In the MAE system for video, the masking obscured up to 95 percent of each video frame, because the similarities between frames meant that video signals have even more redundancy than static images. One big advantage of the MAE approach when it comes to video, says Meta researcher Christoph Feichtenhofer, is that video is typically very computationally demanding. But by masking up to 95 percent of each frame, MAE reduces the computational cost by up to 95 percent, he says.

The clips used in these experiments were only a few seconds long, but Feichtenhofer says that training an AI system on longer videos is “a very active research topic.” Imagine, he says, a virtual assistant who has a video feed of your house and can tell you where you left your keys an hour ago. (Whether you consider that possibility amazing or creepy, rest assured that it’s quite far off.)

More immediately, one can imagine both the image and video systems being useful for the kind of classification tasks that are needed for content moderation on Facebook and Instagram, and Feichtenhofer says that “integrity” is one possible application. “We are definitely talking to product teams,” he says, “but it’s very new, and we don’t have any concrete projects yet.”

For the audio MAE work, which the team says will soon be posted on the arXiv preprint server, the Meta AI team found a clever way to apply the masking technique. They turned the sound files into spectrograms, visual representations of the spectrum of frequencies within signals, and then masked parts of those images for training. The reconstructed audio is pretty impressive, though the model can currently handle clips of only a few seconds.

Predicting Audio

Meta’s masked auto-encoder for audio was trained on heavily masked data, and was then able to reconstruct audio files with impressive fidelity.

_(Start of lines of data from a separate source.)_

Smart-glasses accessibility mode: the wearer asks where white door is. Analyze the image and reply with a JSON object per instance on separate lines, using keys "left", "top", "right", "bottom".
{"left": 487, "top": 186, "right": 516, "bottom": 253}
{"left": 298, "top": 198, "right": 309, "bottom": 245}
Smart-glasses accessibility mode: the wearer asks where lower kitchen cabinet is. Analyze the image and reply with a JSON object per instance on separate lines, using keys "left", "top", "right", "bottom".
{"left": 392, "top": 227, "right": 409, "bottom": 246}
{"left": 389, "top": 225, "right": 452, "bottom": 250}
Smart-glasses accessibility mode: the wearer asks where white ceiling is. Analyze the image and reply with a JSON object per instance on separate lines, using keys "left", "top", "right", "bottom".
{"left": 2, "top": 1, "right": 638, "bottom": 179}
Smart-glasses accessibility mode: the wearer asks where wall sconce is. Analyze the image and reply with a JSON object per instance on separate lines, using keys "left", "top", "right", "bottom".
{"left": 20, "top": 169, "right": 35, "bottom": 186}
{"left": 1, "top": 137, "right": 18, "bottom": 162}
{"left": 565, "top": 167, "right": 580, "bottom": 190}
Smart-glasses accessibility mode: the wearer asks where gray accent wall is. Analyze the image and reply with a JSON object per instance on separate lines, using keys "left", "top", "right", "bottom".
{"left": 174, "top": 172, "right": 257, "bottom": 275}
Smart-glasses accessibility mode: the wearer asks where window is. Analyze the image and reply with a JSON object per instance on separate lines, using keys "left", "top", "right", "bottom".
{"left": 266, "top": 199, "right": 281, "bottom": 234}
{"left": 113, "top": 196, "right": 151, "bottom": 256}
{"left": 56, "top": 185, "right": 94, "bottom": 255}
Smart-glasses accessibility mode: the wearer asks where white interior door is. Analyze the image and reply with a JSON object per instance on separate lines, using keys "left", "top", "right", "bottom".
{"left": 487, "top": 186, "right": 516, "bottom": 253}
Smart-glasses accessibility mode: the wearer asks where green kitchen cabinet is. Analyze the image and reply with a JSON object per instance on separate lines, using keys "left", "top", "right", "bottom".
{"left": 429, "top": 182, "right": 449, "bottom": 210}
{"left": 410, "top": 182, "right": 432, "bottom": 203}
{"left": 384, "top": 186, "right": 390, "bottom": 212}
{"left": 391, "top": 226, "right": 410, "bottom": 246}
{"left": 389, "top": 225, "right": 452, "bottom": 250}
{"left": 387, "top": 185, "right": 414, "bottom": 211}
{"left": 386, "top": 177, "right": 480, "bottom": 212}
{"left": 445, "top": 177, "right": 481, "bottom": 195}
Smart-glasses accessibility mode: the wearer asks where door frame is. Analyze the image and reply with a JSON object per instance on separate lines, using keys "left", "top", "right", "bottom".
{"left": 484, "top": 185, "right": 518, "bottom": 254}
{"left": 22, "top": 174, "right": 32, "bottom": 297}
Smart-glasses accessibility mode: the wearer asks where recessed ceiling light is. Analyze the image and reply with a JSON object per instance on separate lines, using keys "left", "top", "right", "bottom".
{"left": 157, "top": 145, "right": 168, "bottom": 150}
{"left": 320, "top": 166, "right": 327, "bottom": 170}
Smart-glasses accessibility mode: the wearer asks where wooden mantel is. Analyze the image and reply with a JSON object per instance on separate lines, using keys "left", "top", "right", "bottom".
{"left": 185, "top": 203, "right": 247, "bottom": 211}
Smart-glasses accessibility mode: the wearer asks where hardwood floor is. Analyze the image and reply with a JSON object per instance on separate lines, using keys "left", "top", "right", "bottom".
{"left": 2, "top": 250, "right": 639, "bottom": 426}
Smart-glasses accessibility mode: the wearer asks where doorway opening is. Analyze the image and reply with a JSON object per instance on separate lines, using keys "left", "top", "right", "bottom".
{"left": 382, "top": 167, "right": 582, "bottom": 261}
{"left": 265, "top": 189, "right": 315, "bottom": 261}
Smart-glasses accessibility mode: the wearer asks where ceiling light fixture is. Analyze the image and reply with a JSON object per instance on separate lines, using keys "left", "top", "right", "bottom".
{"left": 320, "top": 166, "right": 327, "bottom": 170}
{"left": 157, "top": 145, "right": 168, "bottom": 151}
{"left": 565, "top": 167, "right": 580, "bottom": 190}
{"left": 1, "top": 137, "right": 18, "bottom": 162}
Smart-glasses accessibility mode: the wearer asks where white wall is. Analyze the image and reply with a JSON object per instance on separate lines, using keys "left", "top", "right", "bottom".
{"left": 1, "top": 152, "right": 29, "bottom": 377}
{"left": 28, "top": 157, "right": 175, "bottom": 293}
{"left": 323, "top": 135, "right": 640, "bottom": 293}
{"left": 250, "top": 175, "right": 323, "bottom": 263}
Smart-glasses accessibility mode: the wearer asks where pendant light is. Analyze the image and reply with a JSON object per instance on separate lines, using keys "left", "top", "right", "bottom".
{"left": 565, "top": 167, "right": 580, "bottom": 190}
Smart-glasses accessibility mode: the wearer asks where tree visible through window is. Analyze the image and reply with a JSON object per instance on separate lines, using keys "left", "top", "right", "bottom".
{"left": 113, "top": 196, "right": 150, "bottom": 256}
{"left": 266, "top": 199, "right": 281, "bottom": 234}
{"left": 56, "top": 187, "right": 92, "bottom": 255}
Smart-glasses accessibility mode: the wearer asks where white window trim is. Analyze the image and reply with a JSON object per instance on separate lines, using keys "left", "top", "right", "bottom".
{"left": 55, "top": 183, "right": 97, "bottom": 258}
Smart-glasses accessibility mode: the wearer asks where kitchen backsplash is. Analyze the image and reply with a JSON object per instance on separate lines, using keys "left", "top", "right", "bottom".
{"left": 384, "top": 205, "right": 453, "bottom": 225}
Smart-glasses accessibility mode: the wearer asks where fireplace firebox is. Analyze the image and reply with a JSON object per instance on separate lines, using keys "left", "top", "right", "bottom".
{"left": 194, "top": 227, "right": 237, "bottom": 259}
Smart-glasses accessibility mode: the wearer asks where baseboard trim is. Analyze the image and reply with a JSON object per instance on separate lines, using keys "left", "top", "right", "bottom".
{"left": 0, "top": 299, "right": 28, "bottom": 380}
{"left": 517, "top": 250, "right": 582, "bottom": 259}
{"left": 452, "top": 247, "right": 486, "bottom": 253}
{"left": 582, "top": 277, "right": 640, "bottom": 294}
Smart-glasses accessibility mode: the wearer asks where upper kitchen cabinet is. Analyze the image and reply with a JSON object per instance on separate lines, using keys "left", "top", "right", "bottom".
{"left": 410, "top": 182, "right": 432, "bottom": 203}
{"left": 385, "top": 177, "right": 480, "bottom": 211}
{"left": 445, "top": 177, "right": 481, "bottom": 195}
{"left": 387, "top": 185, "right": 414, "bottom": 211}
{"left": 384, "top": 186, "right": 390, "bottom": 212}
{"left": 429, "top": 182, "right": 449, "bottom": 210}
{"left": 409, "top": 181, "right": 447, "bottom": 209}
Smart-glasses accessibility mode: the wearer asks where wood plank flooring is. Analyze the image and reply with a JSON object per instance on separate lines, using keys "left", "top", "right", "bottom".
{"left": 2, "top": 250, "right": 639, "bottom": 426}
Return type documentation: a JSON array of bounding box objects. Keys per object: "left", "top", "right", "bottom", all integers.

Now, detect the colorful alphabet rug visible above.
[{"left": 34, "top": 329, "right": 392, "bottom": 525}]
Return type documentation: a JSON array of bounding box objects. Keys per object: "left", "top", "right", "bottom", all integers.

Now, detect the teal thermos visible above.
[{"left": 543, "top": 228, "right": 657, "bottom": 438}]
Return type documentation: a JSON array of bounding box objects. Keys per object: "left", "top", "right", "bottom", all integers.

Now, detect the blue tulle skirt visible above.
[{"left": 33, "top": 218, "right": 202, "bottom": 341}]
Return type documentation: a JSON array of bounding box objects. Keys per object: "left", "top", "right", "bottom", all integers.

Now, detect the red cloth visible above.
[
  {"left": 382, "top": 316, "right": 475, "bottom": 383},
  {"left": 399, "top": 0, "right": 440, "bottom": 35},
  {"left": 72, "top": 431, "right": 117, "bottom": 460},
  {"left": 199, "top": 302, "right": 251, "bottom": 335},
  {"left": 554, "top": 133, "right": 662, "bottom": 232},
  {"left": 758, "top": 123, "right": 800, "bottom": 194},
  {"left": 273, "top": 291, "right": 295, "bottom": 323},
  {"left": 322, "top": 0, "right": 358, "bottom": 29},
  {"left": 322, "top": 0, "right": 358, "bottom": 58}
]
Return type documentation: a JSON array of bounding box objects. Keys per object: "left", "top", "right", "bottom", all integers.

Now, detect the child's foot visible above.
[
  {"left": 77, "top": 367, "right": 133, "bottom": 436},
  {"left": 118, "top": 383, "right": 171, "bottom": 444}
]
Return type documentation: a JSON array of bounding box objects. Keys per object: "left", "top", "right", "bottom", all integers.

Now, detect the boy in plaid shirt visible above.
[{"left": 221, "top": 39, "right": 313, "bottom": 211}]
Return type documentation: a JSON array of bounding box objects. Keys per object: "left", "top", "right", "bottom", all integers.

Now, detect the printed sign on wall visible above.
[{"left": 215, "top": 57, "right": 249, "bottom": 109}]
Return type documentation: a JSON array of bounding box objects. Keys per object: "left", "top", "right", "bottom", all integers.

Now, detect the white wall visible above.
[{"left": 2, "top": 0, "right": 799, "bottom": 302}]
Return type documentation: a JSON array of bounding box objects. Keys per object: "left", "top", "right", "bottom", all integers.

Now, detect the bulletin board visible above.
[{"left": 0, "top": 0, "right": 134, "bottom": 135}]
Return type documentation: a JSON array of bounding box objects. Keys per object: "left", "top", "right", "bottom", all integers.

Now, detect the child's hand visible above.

Bernie Huang, who worked on the audio system, says that potential applications include classification tasks, helping with voice over IP calls by filling in audio that gets lost when a packet gets dropped, or finding more efficient ways to compress audio files.

Meta has been on something of an AI charm offensive, open-sourcing research such as these MAE models and offering up a pretrained large language model to the AI community for research purposes. But critics have noted that for all this openness on the research side, Meta has not made its core commercial algorithms available for study—those that control newsfeeds, recommendations, and ad placements.